子どもが自由に遊べる時間はおおいに縮小し、1981年から1997年のあいだに4分の3になりました。学校では、休み時間や遊びの時間が削られ、子どもたちが平日に学校で友達づくりに専念できる時間が限られてしまいました。
教育の専門家、ジョン・ハッティは、教育成果を左右する要因について、これまでで最大規模の総合的な研究をしました。2021年、ハッティは合計10万件を超える教育関係の研究を対象に、2100件のメタ分析をおこない、友達との遊びが学習に大きくポジティブな影響を与えることを示しました。
■学業の失敗や挫折にも対応できる子に育つ
親友がそばにいるとネガティブな感情が減り、ストレスホルモンのレベルが低下し、自尊心が高まるのです。何か大きなストレスになる出来事があったあとに、支えになってくれる友人たちと話すと、ストレスホルモンのレベルが迅速にふだんどおりに戻ります。友情による保護効果のおかげでレジリエンスが育ち、子どもたちは社会的な挫折や学業での失敗に対処できるようになるのです。

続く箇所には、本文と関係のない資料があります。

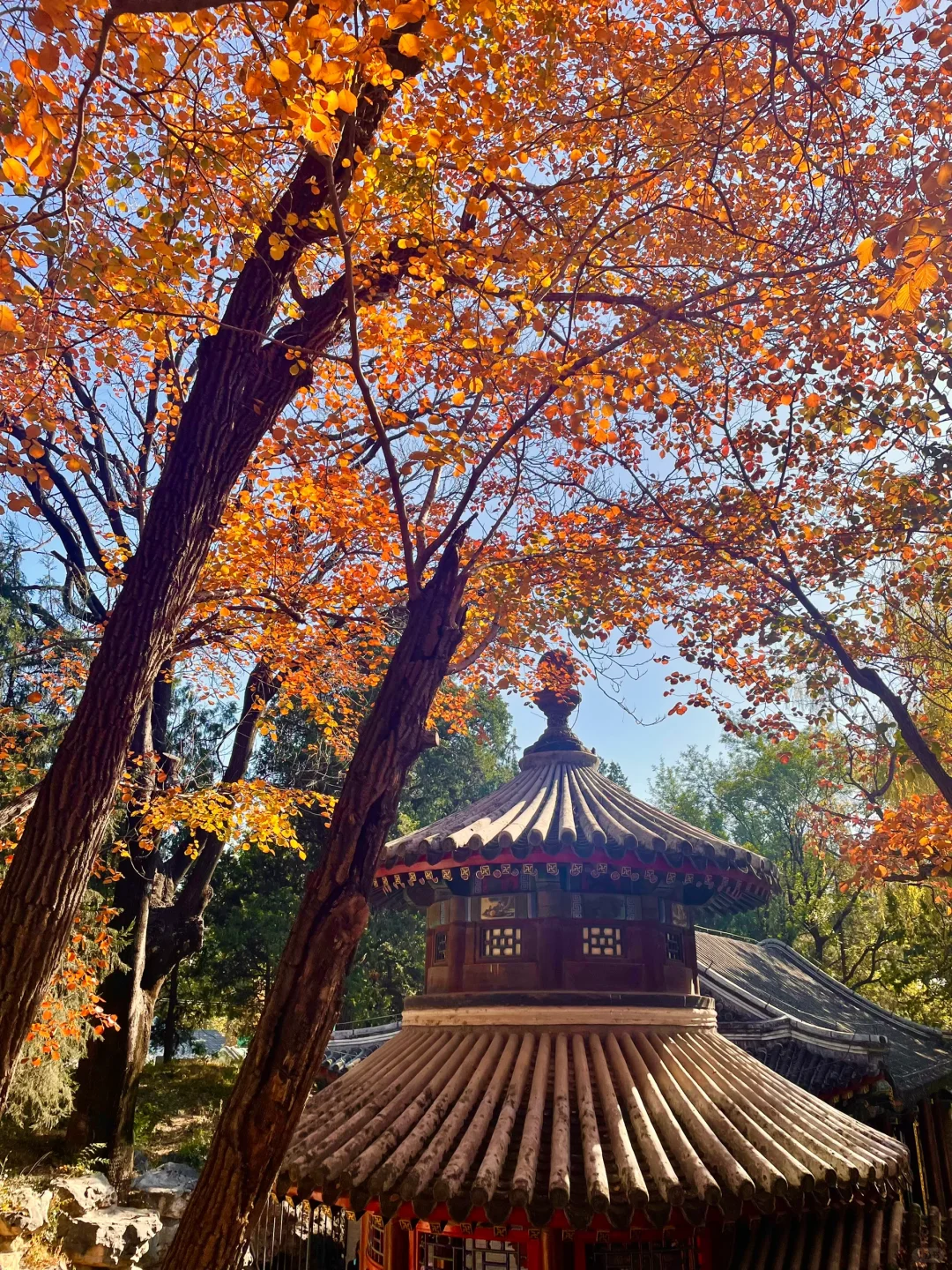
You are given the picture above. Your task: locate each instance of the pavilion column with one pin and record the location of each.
(397, 1246)
(932, 1154)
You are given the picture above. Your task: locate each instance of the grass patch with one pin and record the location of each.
(178, 1108)
(176, 1111)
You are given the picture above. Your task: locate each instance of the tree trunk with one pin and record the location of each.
(107, 1079)
(170, 1032)
(242, 383)
(300, 1012)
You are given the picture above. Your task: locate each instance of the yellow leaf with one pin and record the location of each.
(865, 251)
(14, 170)
(8, 319)
(905, 300)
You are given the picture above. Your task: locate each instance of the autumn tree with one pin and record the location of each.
(791, 804)
(796, 504)
(496, 260)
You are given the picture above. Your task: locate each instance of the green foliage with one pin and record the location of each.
(257, 895)
(614, 773)
(389, 966)
(461, 768)
(179, 1105)
(890, 943)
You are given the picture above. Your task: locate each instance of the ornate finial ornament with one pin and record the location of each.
(557, 696)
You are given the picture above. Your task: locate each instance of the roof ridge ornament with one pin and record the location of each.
(557, 698)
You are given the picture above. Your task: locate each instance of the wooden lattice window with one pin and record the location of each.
(600, 941)
(502, 941)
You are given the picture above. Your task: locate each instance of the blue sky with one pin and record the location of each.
(631, 736)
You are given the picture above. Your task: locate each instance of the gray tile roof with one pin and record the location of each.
(768, 996)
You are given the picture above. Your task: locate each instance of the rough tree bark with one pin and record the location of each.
(242, 383)
(300, 1012)
(167, 929)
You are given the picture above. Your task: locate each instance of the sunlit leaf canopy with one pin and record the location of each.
(598, 220)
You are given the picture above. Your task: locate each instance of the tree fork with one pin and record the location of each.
(302, 1006)
(242, 385)
(108, 1076)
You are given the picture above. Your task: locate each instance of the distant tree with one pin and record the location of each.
(614, 771)
(784, 804)
(256, 898)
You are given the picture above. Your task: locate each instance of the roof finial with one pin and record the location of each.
(557, 696)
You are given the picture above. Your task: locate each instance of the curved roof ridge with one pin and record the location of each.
(848, 993)
(730, 989)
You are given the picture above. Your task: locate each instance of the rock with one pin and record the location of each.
(165, 1191)
(112, 1237)
(11, 1260)
(160, 1244)
(80, 1195)
(23, 1211)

思春期の子どもに関する研究で、ペアで作業をすると、ひとりで作業するよりも主体的ですばやい学びにつながり、作業の実行力も上がることがわかっています。そして学習パートナーとのあいだで友人としての関係が深まるほど、学びの質も上がります。
そばに友達がいると、子どもは新しい物事に自分から進んで挑戦するようになり、頭を使って考える難題にもどんどん取り組みます。一方、ひとりで勉強していると意欲が低くなることもあります。
■いじめや暴力は学力にも影響する
ただ、これとは反する事実もあります。ハッティのメタ分析で、いじめられたり無視されたりした経験のある子どもは学校の成績や出席率が下がることがわかっています。
幼い子どものデータは少ないのですが、暴力にさらされた子どもに関する調査のひとつでは、2歳から5歳までの子どもの20パーセントに身体的な暴力を受けた経験があり、15パーセントが言葉でからかわれたことがあるという結果が出ています。
心理学者のロイ・バウマイスターは社会的な苦痛の複雑さを研究の対象とし、拒絶・排除されたときの情緒的な反応が、社会での自分の居場所を求める気持ちとどう絡みあっているかを探りました。バウマイスターの研究によって、社会的苦痛が精神的健康にどれほど深い影響を与えるかが明らかになり、社会との断絶による苦しみが体の痛みと同じくらい強い影響を及ぼすことが示されました。
■遊び時間の長さは学習能力に影響する
これは教育にも言えることです。社会的な拒絶や排除を経験した生徒には、知的思考力とセルフコントロールの能力に低下が見られます。社会的な苦痛は、集中力を阻害し、学習プロセスの妨げになるため、全体的な学業成績の低下につながるのです。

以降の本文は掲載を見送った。